Purpose: Project management in automotive R&D has been extensively studied. While the role of suppliers in new product development has explored in depth, the overwhelming majority of such investigations are conducted from the carmaker’s perspective (Helper and Sako 1995; Midler and Navarre 2004; Beaume, Maniak and Midler 2009). This is unfortunate, because the largely integral product architecture prevalent in the automotive industry forces suppliers to adapt to carmakers’ propriety specifications, suggesting that supplier firms need to manage their customer relationships via different channels and separate projects. It follows that project management and intra-firm linkages to functional departments may be utilised for learning processes and new product development of suppliers. While there has been some recent research into the question how suppliers handle similar projects with different customers (Cabigiosu, Zirpoli, and Camuffo 2013), there is so far no detailed understanding of how automotive suppliers may utilise different projects to further their internal product development.

Design: First, a review of automotive product development literature was conducted to establish what constitutes best practice in project management for new product development. Second, in order to understand if suppliers’ project management routines are similar or different from those of carmakers and how automotive suppliers learn from projects with different customers, a pilot case study with a German bearings supplier was carried out. Further case studies were planned but could not be conducted due to the corona pandemic.

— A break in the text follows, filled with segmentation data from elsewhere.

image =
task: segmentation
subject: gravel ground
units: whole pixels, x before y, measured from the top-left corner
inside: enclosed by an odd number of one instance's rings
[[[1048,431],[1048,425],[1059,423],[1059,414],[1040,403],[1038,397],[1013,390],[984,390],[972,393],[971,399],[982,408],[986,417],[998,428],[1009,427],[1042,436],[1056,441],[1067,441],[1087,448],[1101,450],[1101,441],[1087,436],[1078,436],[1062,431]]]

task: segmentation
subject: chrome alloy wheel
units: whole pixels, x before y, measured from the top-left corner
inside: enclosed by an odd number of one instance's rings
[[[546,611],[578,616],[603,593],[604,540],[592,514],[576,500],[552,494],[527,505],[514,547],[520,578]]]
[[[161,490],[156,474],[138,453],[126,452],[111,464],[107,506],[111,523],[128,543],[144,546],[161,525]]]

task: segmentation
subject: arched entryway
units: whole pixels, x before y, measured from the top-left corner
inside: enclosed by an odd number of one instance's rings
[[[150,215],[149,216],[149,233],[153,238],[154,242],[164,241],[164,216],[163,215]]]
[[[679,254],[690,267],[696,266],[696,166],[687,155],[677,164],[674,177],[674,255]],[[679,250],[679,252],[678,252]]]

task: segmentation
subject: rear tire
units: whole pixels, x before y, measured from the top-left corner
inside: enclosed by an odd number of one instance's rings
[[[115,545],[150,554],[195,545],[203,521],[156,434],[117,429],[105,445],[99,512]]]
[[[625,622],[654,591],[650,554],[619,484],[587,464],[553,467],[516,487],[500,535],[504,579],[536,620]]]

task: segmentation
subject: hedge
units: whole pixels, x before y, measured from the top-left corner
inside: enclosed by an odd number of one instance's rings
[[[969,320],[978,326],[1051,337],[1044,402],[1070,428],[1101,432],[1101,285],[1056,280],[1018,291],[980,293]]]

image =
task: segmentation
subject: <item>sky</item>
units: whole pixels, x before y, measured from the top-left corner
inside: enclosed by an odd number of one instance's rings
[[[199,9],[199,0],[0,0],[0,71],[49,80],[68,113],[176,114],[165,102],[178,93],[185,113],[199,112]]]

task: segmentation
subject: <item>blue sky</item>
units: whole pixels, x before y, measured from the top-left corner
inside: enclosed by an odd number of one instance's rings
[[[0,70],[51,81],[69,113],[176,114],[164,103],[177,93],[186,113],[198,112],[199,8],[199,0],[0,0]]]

Findings: First, as expected, the supplier develops custom solutions for each carmaker separately. To do so, the development process is divided between a ‘base design’ which is developed at R&D headquarters in Germany and adapted designs which are developed at overseas R&D facilities, usually located close to customers’ R&D locations. The adapted design process is governed by a software tool that defines a standard process: The tool not only defines stages (gateways or milestones), but also defines which function is responsible for individual tasks. Thus, it is a highly standardised process. It is worth mentioning that despite customers’ continued insistence on co-location, face-to-face interaction between customer and supplier engineers is decreasing and virtual teams and team meetings are increasing (even before the corona pandemic). Second, regarding cross-project learning, the supplier simply tracks all requirements (as expressed in requests for quotation) from all customers. Thus, global R&D headquarters analyse current customer requirements and extrapolates trends when creating new base designs. Finally, it is noteworthy that the development process for industrial bearings is completely different from that of automotive bearings, in that while the latter are adapted to each customer’s requirement, the former are standardised and basically sold through a catalogue.

Significance: Compared to project management practices of carmakers, the approach of the bearings suppliers appears even more standardised. This suggests that innovation in this component is incremental. Information exchange is mainly occurring between global R&D headquarters and individual overseas R&D locations without significant exchange of information between different overseas locations. Regarding the adaptation process, it is interesting to note that virtual teams are increasing despite the continued customer requirement to co-locate with their R&D facilities. However, more case studies are needed to check if this pattern is exceptional or relatively typical for automotive parts suppliers’ project management routines in product development.

 

References

Beaume, R., Maniak, R. and C. Midler (2009) ‘Crossing innovation and product projects management: A comparative analysis in the automotive industry’, International Journal of Project Management 27, No. 2, pp. 166-174.

Cabigiosu, A., Zirpoli, F. and A. Camuffo (2013) ‘Modularity, interfaces definition and the integration of external sources of innovation in the automotive industry’, Research Policy 42, No. 3, pp. 662-675.

Helper, S. and M. Sako (1995) ‘Supplier Relations in Japan and the United States: Are They Converging?’, Sloan Management Review 36, No. 3, pp. 77-84.

Midler, C. and C. Navarre (2004) ‘Project Management in the Automotive Industry’ pp. 1368-1388 in Morris, P.W.G. and J.K. Pinto (eds.) The Wiley Guide to Managing Projects. Hoboken: John Wiley & Sons.